From the late 17th century, one of the more famous versions of the “Te Deum” is the D-major rendition, of Marc-Antoine Charpentier — he wrote five other settings! He must have been very grateful indeed. The opening is orchestral and shows the power of music to convey emotion without need of words. Listen here.
From the mid-18th century, here is Georg Frideric Handel’s version in honor of the Allied victory at the Battle of Dettingen. The battle had little effect on the power relations at the time, but the music is still glorious.
Also from that era is Johann Sebastian Bach’s marvelous chorale prelude on the tune “Nun dankett alle Gott” or “Now thank we all our God.” Here is it performed on the organ with a trumpet solo articulating the hymn melody.
From a bit later in the 18th century, we get “Grosser Gott,” which we sing in English to the words “Holy God, We Praise Thy Name.” Here it is performed in St. Stephen’s Cathedral in Vienna at the funeral of Otto von Hapsburg. Listen here.
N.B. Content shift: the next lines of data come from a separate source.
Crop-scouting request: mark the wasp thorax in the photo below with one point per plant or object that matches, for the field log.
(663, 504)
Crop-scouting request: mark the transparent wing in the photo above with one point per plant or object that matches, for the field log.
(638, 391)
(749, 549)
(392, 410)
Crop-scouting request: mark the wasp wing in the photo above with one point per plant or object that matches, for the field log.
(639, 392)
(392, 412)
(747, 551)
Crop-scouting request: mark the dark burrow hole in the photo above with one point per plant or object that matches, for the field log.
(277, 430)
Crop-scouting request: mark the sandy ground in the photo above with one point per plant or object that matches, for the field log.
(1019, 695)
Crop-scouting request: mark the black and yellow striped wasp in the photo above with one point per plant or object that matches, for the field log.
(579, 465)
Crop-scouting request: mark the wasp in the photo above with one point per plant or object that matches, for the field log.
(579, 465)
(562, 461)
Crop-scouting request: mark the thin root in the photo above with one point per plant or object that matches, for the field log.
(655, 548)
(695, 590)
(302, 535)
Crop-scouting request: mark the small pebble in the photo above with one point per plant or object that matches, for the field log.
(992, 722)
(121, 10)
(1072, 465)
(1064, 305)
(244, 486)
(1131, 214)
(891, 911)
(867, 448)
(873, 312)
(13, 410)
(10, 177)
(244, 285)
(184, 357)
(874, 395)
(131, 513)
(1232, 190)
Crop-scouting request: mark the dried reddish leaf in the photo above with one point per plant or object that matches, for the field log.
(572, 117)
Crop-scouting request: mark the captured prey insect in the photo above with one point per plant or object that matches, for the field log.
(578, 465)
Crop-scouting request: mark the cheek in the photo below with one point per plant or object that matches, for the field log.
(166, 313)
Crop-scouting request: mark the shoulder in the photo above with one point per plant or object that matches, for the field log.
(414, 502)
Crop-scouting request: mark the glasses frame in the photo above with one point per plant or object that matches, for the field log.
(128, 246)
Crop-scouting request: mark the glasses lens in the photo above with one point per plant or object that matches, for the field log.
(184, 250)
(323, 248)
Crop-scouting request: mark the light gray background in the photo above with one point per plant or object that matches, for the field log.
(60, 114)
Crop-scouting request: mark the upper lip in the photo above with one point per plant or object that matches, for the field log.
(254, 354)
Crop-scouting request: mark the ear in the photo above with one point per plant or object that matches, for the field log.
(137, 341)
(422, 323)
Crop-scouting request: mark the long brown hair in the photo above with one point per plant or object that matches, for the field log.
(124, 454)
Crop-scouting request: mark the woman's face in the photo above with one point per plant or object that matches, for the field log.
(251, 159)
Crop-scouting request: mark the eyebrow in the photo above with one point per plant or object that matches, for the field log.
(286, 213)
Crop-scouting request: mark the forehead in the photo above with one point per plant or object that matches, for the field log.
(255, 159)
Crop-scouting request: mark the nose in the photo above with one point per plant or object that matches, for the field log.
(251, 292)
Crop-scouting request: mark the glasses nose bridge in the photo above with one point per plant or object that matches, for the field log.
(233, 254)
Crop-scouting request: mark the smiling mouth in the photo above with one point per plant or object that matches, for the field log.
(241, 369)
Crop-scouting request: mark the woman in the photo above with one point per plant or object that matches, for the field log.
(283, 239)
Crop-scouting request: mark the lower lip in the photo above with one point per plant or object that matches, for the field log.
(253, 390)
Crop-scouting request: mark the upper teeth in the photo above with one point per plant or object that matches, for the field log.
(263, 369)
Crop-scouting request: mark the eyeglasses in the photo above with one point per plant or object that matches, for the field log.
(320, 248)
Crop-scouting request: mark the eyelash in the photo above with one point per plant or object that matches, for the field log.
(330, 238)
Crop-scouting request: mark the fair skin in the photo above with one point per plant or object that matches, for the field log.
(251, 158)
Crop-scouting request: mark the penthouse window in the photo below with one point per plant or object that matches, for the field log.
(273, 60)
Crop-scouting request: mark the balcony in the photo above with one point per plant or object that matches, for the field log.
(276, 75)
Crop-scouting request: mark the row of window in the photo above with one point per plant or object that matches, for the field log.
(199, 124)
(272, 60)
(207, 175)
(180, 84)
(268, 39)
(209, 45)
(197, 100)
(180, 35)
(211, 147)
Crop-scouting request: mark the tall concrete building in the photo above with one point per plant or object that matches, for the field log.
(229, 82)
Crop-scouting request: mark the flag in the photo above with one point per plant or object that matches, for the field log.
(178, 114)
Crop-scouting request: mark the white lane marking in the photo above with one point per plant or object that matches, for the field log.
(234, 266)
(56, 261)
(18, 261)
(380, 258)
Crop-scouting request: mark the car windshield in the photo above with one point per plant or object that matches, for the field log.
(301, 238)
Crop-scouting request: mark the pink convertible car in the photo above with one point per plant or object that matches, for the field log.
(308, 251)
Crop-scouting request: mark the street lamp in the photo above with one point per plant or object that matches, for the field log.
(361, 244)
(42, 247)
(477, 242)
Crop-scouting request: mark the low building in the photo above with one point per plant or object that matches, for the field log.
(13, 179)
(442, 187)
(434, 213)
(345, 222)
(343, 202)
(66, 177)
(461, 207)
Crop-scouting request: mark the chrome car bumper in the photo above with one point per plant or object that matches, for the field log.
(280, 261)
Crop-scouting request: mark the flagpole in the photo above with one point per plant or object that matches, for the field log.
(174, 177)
Another hymn we sing this time of year is “Let All Things Now Living;” the words are from the early 20th century, but the tune is an old Welsh melody from the 18th century. Here it is sung by the choir at First Plymouth Church in Lincoln, Nebraska.
Finally, a late 19th century “Te Deum” by the great Anton Bruckner, which surely brought a smile and a “You’re welcome” from the lips of the Almighty. Listen here.